Why Doesn’t The Agile Community Practice Empiricism?

How we can improve our profession with more reliance on objective evidence, and less on personal opinions

Christiaan Verwijs

Published in

The Liberators

8 min readJul 26, 2021

You can also listen to a podcast of this episode.

Try this. Open your personal feed on LinkedIn and find the first post that makes claims about Agile or Scrum. You can also check the most recent article on your favorite Agile blog, podcast, or YouTube channel. Now check if the person making the claim also backs it up with evidence that is not based on personal experience, personal preferences, or their own interests.
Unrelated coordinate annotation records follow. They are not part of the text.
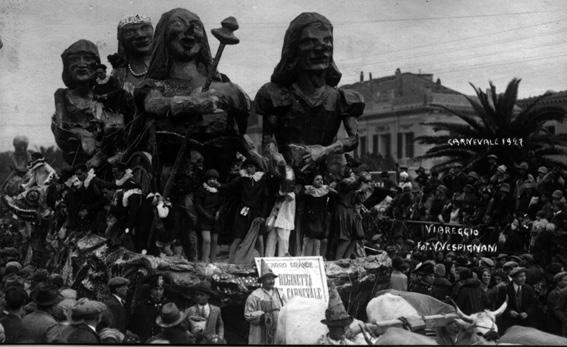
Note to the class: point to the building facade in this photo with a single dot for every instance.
(397, 107)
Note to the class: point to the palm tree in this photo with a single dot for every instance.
(496, 116)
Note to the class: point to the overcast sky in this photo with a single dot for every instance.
(457, 41)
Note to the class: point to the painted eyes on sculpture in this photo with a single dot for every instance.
(178, 27)
(85, 59)
(310, 43)
(142, 30)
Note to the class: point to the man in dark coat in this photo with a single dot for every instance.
(143, 320)
(467, 293)
(557, 305)
(170, 320)
(212, 314)
(424, 283)
(117, 315)
(85, 316)
(521, 301)
(252, 187)
(441, 288)
(41, 319)
(11, 318)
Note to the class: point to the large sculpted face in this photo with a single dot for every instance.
(315, 48)
(184, 39)
(82, 67)
(137, 38)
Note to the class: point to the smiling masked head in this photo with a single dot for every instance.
(308, 45)
(80, 61)
(179, 36)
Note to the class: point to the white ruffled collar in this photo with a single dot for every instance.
(127, 175)
(256, 177)
(210, 189)
(317, 192)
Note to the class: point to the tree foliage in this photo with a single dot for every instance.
(496, 116)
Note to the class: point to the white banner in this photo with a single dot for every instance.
(299, 276)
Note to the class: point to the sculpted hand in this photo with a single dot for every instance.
(313, 154)
(205, 102)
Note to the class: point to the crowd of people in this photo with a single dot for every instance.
(257, 204)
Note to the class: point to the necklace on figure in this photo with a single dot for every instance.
(141, 74)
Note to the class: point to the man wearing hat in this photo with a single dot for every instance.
(207, 204)
(425, 276)
(263, 307)
(146, 310)
(85, 316)
(336, 319)
(124, 207)
(171, 320)
(252, 188)
(45, 297)
(204, 311)
(11, 318)
(522, 303)
(557, 305)
(117, 314)
(524, 181)
(385, 180)
(422, 179)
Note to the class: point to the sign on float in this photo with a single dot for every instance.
(299, 276)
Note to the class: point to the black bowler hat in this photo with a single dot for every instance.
(46, 295)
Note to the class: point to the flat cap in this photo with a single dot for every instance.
(517, 270)
(118, 281)
(85, 308)
(510, 264)
(559, 276)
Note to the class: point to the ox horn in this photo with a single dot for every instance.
(461, 314)
(501, 309)
(367, 336)
(460, 322)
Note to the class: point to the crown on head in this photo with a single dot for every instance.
(134, 20)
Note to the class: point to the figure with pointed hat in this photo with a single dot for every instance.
(263, 307)
(301, 105)
(87, 130)
(336, 319)
(135, 42)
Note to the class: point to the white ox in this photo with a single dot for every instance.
(467, 329)
(389, 306)
(299, 322)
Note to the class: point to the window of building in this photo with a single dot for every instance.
(362, 145)
(400, 145)
(375, 144)
(386, 145)
(409, 145)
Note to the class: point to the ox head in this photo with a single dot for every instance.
(481, 323)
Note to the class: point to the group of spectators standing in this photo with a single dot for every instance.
(39, 308)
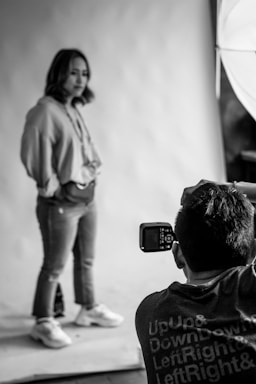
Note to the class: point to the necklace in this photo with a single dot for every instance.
(83, 134)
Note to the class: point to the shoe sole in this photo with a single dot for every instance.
(56, 345)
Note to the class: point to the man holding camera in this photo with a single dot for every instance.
(204, 331)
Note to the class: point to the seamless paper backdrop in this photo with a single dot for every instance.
(155, 123)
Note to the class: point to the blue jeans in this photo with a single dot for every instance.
(65, 228)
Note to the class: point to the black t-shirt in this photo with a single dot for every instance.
(201, 334)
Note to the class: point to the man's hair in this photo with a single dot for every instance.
(215, 228)
(57, 75)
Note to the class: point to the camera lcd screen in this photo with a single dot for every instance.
(151, 237)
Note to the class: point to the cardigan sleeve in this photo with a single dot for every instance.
(37, 150)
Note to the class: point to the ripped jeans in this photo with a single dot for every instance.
(65, 228)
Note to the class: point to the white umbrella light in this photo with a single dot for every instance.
(236, 46)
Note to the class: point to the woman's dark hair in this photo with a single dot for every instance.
(57, 75)
(215, 228)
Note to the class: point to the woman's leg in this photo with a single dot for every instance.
(58, 225)
(84, 252)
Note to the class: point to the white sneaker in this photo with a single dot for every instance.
(99, 315)
(49, 332)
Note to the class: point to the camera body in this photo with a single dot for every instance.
(156, 237)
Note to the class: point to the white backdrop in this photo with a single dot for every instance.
(155, 122)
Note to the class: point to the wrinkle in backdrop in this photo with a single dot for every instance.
(155, 122)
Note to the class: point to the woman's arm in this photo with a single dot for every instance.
(37, 151)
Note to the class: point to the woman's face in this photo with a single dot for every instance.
(77, 78)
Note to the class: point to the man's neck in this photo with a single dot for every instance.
(197, 278)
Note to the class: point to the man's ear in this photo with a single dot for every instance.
(178, 255)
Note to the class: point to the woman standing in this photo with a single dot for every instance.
(58, 153)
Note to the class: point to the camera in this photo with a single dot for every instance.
(156, 237)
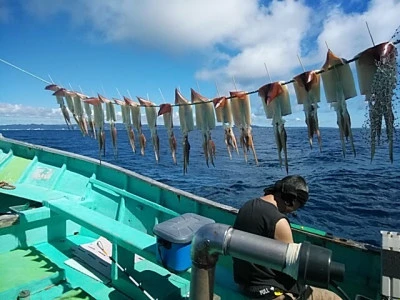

I sampled 50 recent posts from popular professional platforms (e.g. Serious Scrum, Scrum.org, Agile Alliance, and many others) for this post. I specifically looked for posts that made strong claims about Scrum, Agile or specific practices. For example, one post argued that SAFe was completely ineffective and merely marketing. Another post claimed that estimation of work produces less learning and takes more time. I also read a post that stated that Scrum Masters can’t also be developers while another argued against JIRA for Scrum teams.

If you’ve been part of the Agile community for a while, you’ll probably be nodding in agreement with these statements. I certainly did. Some of these statements have become self-evident truths among practitioners.

However …

Of the 50 posts I sampled, only 3 provided any evidence to support their claims. One referred to opinions by other “thought leaders”, which is highly subjective. Another referred exclusively to the personal experiences of the content creator. Only one post referenced an industry report by VersionOne. This is pretty remarkable when you consider that these claims have clear implications for the workplace if they’re followed by readers — which I’m sure is the aim of the authors. But is it really justified and ethically responsible for content creators to make such claims without being clear about their evidence?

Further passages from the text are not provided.